Some basic truths – There is a strong explanatory power in a framework that holds that tragedies arise when uncomprehending humans are caught up by an issue in time and space for which they are ill-equipped to successfully negotiate happy outcomes. A related framework is that which situates conflicts as arising from failures in communication. The war between Okperi and Umuaro is explainable using such frameworks.

Conflict literature identifies a number of other elements in situations of interaction that are either conflict provoking or conflict enhancing. These include unfounded assumptions, flawed inferences, sinister projections of unfounded intentions, cultural differences, miscues, misreadings of the others’ actions and intentions, invalid assumptions, signalling failures, arrogance, equivocation, fear of being perceived as weak, ambiguity, “idées recues”and hazy bargaining.

Most of these played out in the Okperi-Umuaro conflict.
Whether arising from poor communication, or different value systems, including cultural differences or diametrically opposed interests or competition over scarce resources or personality clashes, conflicts can be severely damaging if they are not nipped in the bud since each next step in the conflict has a tendency to escalate, attract retaliatory escalation from the other party and thus magnify and exacerbate an already bad situation.

The Okperi – Umuofia conflict adequately illustrates this tendency towards ever widening and damaging escalations in conflict when a conflict is not resolved in its early phases. The story line is simple and the story is told in a manner that is racy but has all the qualities of “vraisemblance” and realism. A piece of land is in dispute between two communities, each community claiming legitimate ownership. Umuaro sends an emissary led by Akukalia to Okperi. Akukalia, whose mother comes from Okperi, has already a poor conception of the typical Okperi person. This choice of an emotionally and cognitively ill-equipped person to lead such an important peace delegation is a first, critical and enabling condition for conflict enlargement.

Secondly, Akukalia assumes that because his mother comes from Okperi, (and thus that he is an oke nwa – in Owerri, a nwanwa) he can get away with certain offenses which someone else without such an ancestry could be punished for. A second seed of conflict, this faulty assumption, is thus sown. Third, the delegation chooses a wrong market day to carry out the assignment.

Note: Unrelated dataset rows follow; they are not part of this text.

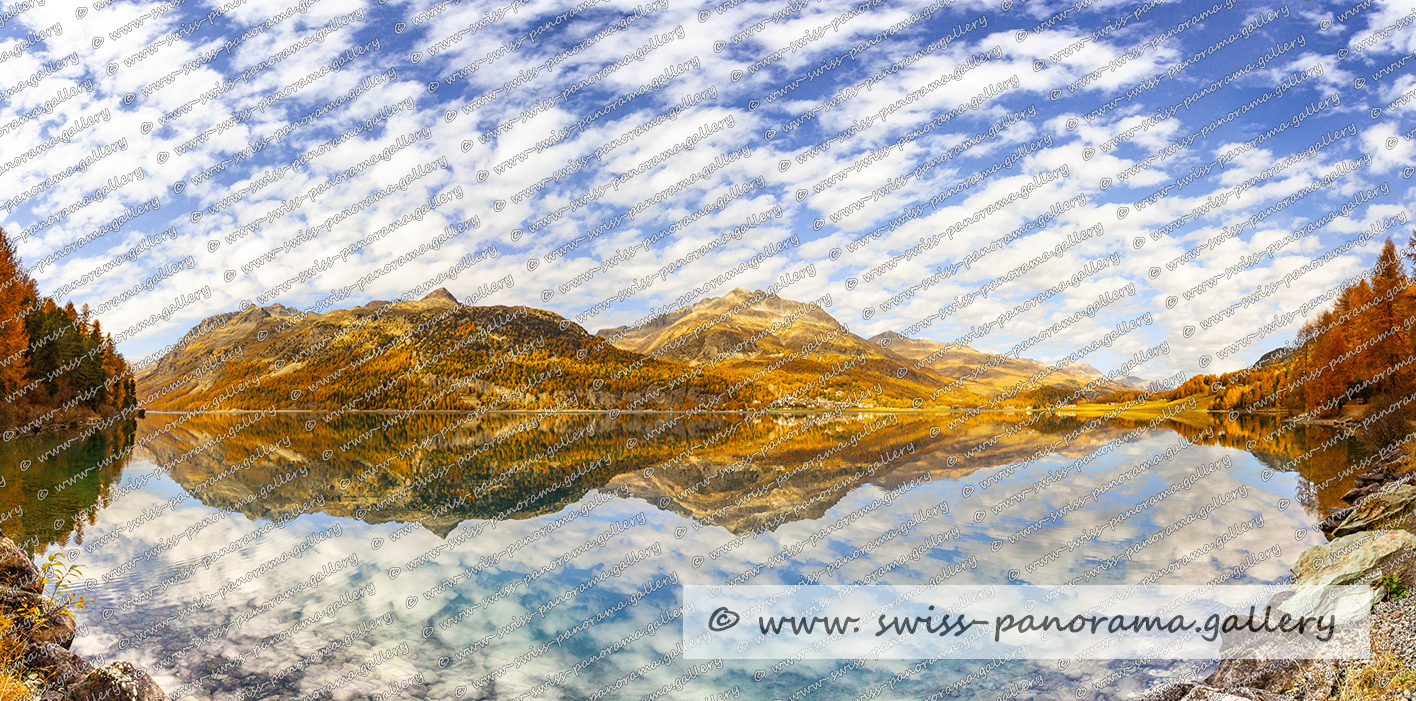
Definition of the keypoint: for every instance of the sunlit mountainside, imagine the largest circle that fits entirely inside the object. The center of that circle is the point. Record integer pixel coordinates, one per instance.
(744, 350)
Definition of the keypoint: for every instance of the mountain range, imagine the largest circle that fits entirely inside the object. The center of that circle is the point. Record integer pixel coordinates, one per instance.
(744, 350)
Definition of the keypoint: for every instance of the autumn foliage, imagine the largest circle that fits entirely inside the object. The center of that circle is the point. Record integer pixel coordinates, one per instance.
(1360, 350)
(55, 363)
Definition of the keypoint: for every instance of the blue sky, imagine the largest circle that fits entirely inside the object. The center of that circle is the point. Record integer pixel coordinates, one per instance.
(1106, 99)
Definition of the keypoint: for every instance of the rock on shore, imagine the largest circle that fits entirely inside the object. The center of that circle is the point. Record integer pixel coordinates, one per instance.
(46, 647)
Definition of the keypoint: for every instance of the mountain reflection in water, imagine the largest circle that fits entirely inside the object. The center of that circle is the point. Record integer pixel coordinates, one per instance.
(276, 554)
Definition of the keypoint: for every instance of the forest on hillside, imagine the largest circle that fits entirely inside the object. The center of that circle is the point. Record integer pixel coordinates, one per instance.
(1358, 350)
(57, 364)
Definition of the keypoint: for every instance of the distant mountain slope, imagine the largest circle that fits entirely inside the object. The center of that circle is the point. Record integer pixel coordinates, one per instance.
(788, 346)
(746, 330)
(963, 360)
(745, 350)
(426, 354)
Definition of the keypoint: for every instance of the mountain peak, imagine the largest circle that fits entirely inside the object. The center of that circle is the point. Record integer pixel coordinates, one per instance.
(441, 295)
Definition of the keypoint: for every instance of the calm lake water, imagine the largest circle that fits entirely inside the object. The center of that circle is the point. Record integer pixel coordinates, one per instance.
(436, 557)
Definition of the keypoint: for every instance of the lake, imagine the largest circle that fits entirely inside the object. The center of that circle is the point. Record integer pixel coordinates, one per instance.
(380, 555)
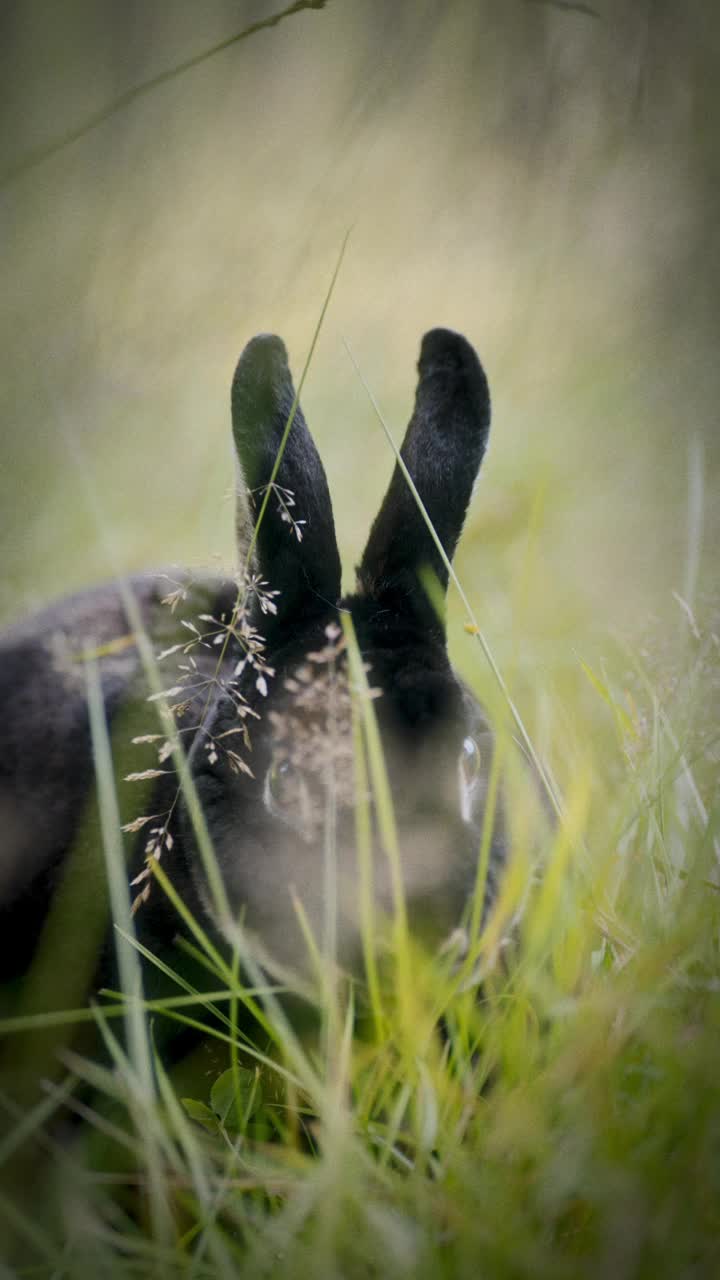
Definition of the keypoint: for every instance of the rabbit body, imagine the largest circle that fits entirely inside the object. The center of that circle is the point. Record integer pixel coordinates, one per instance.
(268, 728)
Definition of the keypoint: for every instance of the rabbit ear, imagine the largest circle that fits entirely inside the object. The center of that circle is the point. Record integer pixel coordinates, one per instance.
(442, 449)
(296, 549)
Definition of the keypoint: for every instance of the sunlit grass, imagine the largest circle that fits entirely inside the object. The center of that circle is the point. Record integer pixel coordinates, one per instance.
(550, 1109)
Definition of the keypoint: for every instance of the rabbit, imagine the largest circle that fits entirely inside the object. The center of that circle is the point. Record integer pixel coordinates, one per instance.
(263, 707)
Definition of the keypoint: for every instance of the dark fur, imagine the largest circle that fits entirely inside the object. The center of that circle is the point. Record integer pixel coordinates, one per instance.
(425, 713)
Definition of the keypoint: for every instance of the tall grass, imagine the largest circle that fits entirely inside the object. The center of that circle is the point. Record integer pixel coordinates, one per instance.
(564, 1121)
(540, 1098)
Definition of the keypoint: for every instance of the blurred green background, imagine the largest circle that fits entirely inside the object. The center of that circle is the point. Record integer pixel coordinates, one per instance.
(542, 177)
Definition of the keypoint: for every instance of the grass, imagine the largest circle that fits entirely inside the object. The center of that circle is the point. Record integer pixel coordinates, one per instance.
(565, 1123)
(543, 1104)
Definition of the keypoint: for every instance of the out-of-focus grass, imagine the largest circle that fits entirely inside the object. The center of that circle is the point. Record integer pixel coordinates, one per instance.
(564, 1121)
(501, 176)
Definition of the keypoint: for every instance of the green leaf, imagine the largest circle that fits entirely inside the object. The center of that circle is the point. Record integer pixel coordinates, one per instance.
(223, 1096)
(200, 1112)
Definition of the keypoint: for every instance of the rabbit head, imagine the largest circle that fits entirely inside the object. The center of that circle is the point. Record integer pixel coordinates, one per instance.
(292, 786)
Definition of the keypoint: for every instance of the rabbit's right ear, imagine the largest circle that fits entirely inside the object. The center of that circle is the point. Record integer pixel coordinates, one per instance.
(295, 543)
(442, 449)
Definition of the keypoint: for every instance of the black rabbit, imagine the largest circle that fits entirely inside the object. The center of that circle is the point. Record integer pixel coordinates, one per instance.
(268, 728)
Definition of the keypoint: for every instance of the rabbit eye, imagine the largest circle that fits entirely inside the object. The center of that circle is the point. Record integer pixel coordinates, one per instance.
(469, 769)
(470, 760)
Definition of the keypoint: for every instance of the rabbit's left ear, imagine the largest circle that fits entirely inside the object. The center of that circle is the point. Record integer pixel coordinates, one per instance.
(442, 449)
(295, 545)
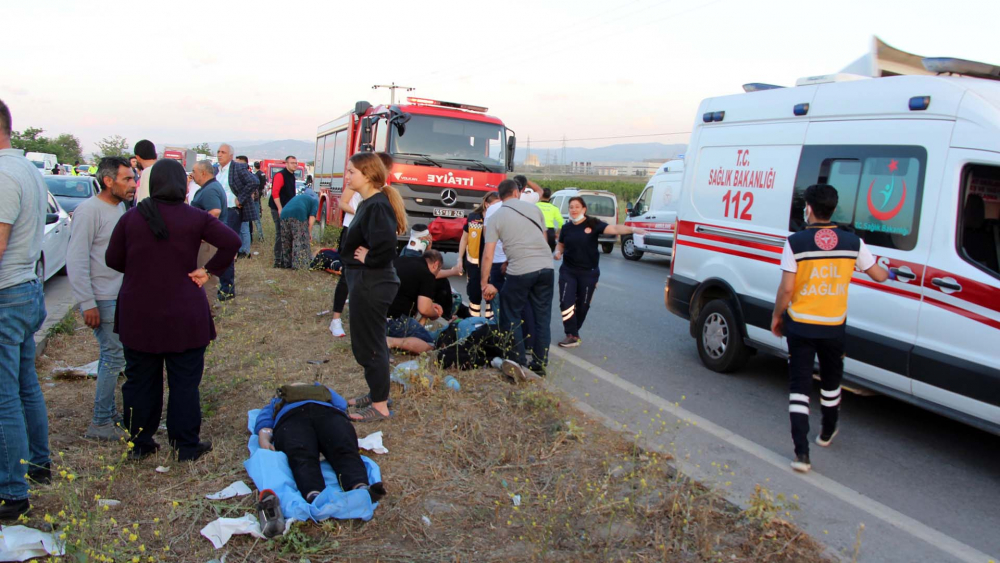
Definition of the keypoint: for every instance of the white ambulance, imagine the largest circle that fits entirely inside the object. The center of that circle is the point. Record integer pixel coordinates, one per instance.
(655, 210)
(916, 162)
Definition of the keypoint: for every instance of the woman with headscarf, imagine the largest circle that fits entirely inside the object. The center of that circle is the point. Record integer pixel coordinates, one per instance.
(163, 316)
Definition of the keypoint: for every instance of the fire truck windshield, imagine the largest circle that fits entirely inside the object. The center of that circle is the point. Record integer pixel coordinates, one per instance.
(443, 138)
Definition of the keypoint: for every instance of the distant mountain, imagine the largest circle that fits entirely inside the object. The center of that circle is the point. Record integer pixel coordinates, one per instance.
(261, 150)
(623, 152)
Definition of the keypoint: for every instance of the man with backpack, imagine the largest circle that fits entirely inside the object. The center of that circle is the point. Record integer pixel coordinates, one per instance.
(529, 281)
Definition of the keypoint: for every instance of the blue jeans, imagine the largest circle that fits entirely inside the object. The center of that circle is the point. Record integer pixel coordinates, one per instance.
(533, 290)
(24, 422)
(110, 366)
(227, 281)
(245, 237)
(405, 327)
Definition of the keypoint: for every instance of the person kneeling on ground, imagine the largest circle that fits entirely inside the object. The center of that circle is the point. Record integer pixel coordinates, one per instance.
(304, 421)
(417, 285)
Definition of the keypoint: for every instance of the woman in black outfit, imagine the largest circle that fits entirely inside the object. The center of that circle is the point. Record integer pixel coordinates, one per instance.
(368, 251)
(579, 273)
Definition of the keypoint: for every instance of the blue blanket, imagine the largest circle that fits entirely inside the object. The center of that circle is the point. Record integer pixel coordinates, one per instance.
(269, 470)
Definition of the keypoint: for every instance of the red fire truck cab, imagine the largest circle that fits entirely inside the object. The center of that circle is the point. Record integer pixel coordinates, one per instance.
(447, 156)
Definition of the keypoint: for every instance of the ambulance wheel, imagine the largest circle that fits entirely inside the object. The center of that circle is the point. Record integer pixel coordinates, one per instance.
(628, 249)
(720, 344)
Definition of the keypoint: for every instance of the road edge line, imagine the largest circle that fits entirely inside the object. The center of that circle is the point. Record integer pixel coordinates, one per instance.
(915, 528)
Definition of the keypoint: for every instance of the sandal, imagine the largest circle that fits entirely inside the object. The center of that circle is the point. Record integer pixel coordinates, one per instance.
(369, 414)
(364, 401)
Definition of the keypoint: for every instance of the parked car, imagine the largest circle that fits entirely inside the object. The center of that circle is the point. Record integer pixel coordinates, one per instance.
(71, 191)
(655, 210)
(55, 241)
(600, 203)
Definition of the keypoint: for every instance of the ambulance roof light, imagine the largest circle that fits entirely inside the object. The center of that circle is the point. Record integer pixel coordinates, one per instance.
(829, 79)
(963, 67)
(439, 103)
(760, 87)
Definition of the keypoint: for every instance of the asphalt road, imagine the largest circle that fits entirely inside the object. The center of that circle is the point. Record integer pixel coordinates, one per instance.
(942, 474)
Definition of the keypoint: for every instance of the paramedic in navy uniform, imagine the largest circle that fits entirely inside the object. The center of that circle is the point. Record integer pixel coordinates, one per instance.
(811, 312)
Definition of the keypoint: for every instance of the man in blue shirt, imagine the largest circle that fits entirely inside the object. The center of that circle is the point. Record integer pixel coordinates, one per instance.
(211, 198)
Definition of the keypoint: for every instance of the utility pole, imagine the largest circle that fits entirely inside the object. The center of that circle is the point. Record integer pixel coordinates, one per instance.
(564, 152)
(392, 89)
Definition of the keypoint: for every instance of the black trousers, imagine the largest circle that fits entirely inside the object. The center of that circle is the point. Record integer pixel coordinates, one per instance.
(276, 217)
(576, 291)
(142, 398)
(309, 430)
(371, 293)
(802, 353)
(340, 292)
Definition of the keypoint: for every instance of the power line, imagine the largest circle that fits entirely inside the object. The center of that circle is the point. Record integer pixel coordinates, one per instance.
(615, 137)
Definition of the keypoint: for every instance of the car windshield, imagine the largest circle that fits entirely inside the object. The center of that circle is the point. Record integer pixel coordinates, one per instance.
(443, 138)
(69, 187)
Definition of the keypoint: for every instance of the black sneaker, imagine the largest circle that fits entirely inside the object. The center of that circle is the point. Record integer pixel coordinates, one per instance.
(272, 521)
(201, 449)
(570, 341)
(12, 509)
(41, 475)
(801, 463)
(824, 439)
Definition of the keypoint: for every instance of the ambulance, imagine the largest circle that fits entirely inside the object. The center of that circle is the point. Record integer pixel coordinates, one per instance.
(655, 210)
(915, 157)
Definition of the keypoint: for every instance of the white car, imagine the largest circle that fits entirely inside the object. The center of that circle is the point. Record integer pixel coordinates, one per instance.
(55, 241)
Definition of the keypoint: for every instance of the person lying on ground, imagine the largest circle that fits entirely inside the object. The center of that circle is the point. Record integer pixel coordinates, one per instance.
(417, 286)
(305, 420)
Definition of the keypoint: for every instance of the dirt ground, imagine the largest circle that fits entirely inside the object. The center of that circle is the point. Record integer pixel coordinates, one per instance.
(457, 462)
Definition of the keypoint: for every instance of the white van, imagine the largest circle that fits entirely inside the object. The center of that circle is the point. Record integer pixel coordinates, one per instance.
(655, 210)
(916, 161)
(44, 161)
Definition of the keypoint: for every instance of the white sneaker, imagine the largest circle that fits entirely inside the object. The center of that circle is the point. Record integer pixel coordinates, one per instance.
(337, 328)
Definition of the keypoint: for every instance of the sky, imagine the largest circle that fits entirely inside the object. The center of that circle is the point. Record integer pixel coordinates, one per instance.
(188, 72)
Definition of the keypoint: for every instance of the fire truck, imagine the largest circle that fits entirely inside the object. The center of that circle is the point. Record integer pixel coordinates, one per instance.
(447, 156)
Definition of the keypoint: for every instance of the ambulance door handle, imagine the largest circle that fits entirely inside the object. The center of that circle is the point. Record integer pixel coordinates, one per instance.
(903, 274)
(947, 283)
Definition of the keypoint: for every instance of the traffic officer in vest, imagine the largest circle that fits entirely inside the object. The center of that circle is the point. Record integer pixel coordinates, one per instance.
(811, 312)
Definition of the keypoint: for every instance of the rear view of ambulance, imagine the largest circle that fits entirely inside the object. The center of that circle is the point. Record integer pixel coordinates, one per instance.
(916, 162)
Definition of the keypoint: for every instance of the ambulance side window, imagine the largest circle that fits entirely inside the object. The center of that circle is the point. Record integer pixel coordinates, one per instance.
(880, 189)
(979, 218)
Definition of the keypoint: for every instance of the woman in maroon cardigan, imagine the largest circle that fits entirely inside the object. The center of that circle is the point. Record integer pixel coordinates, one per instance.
(163, 316)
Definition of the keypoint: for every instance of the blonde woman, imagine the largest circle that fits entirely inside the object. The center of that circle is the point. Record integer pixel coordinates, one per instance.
(368, 250)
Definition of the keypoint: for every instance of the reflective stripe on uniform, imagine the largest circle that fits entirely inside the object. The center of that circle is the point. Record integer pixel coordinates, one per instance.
(798, 409)
(569, 312)
(817, 318)
(827, 254)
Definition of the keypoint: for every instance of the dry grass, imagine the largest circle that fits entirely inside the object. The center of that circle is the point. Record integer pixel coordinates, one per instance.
(458, 458)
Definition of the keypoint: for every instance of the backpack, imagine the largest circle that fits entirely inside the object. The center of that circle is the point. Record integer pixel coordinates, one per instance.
(327, 259)
(475, 241)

Most Igbo communities do not hold peace or war or marriage talks on Eke days. (Eke days are reputed as being violence and destruction prone.) This wrong choice of day plus Akukalia’s insensitivity and brashness create further tensions, especially after they refuse the traditional white chalk and kola nuts, the ultimate symbols for peace in Igbo society that the Okperi community offers to Akukalia and his delegation. Then a series of miscommunications set in with insensitive language accentuating the ever expanding misunderstanding till an exchange between Ebo and Akukalia, which touches on the sensitive issue of Akukalia’s impotence, literally throws petrol into the now smouldering conundrum. Hurt, Akukalia does the unthinkable, the unpardonable, the ultimate desecration of a man in Igbo land! He breaks Ebo’s IKENGA. Ebo shoots him with his dane gun. Ultimately war breaks out and it required the intervention of Captain Winterbottom to quell it. Winterbottom goes one step further and breaks every gun in Okperi and Umuaro.

The story is told with the right level of diction, economy and pace. No words are wasted and suspense is maintained through gradual exposure and unlayering and unpeeling.

Could the war have been avoided? I think so. With the right level of scan and risk analysis, yes and herein lies one major value of this tale of war and peace told by a master craftsman. The story even has implications for modern day conflict resolution moves – choose your delegation well and minimise unjustified assumptions during peace talks.